# kovachii in Lima Peru



## gonewild (Jul 17, 2010)

I had a short visit with Alfredo Manrique at his nursery. He is constantly making seed with his P. kovachii plants.

Alfredo with his wild collected kovachii breeding plants.






He uses every flower to make seed so it is rare to see more than one bloom open at any given time. 
This one is just opening up.





Most of his flowers look like this.





His older undivided plants make an attractive plant even without flowers.









This year he is growing out more pk hybrids.





This is one of his stud plants.
I don't remember the name but it is one he used to make one of the first hybrids.





This was a bloom from the hybrid made crossing kovachii with the above flower.
Now Alfredo has back crossed it to kovachii.


----------



## Heather (Jul 17, 2010)

VERY cool to see! Great photos! Thanks Lance.


----------



## Shiva (Jul 17, 2010)

That beautiful stud is probably Living Fire.


----------



## John Boy (Jul 17, 2010)

These pictures are stunning!!! Thanks so much for posting!


----------



## SlipperKing (Jul 17, 2010)

Nice pics Lance. The house he is possing in, is that the total space of his greenhouse. A lot of work in such a small space!


----------



## jewel (Jul 17, 2010)

simply amazing! :clap: that must have been a "once in a life time" kind of experience!


----------



## Hera (Jul 17, 2010)

Awesome, Thanks!!


----------



## SlipperFan (Jul 17, 2010)

I'm glad to see his plants are doing so well!


----------



## Jorch (Jul 17, 2010)

Thanks for sharing the photos! Great to see all those wonderful plants :clap:


----------



## NYEric (Jul 17, 2010)

Now I know what you can bring me back!  Say "Hi!" to Manrique for us.


----------



## JeanLux (Jul 18, 2010)

Impressive!!!! The pics, but esp. the plants!!!! Thanks!!! Jean


----------



## GuRu (Jul 18, 2010)

Thanks for these impressive pics! 
Alfredo seems to be a very diligent breeder and the amount of new seedlings looks promising!


----------



## KyushuCalanthe (Jul 18, 2010)

Wow, what a treat! Thanks for posting, you don't see this sort of thing everyday.


----------



## smartie2000 (Jul 18, 2010)

Shiva said:


> That beautiful stud is probably Living Fire.

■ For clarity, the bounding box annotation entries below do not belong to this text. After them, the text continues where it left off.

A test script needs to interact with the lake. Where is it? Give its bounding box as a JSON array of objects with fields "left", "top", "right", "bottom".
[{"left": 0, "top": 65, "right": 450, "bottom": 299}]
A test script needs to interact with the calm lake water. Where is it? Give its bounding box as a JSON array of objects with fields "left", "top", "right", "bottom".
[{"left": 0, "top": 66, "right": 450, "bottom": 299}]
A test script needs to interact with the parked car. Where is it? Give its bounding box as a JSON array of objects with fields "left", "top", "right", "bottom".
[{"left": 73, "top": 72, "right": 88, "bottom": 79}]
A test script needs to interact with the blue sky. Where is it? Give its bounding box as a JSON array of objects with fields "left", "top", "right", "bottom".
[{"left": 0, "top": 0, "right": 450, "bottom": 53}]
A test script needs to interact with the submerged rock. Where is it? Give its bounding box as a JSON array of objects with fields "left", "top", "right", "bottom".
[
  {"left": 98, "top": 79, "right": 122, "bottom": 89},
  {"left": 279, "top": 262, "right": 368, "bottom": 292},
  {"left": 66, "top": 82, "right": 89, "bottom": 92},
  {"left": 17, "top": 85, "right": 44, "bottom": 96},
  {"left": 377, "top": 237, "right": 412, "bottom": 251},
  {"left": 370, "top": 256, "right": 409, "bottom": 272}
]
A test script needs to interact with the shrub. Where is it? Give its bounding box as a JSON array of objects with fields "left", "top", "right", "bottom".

I was thinking the same thing....
But living fire was a 4N. So the kovachii x living fire, which is a 3N, is fertile then? I would not have thought so


----------



## phrag guy (Jul 18, 2010)

very nice to see this


----------



## NYEric (Jul 18, 2010)

Could be Walter Schomburg!


----------



## Phragmatic (Jul 19, 2010)

Very impressive, thanks for sharing


----------



## Dupuy (Jul 19, 2010)

ay Senor Manrique, our real live orquide Kaiser Soze


----------



## gonewild (Jul 19, 2010)

I just asked Alfredo. it is "Living Fire".


----------



## Rob Zuiderwijk (Jul 20, 2010)

Impressive to see so many large Phrag. kovachii's.
Thanks for sharing.

All the best,

Rob Z.


----------



## Phrag-Plus (Jul 22, 2010)

Those kovachii are impressive!


----------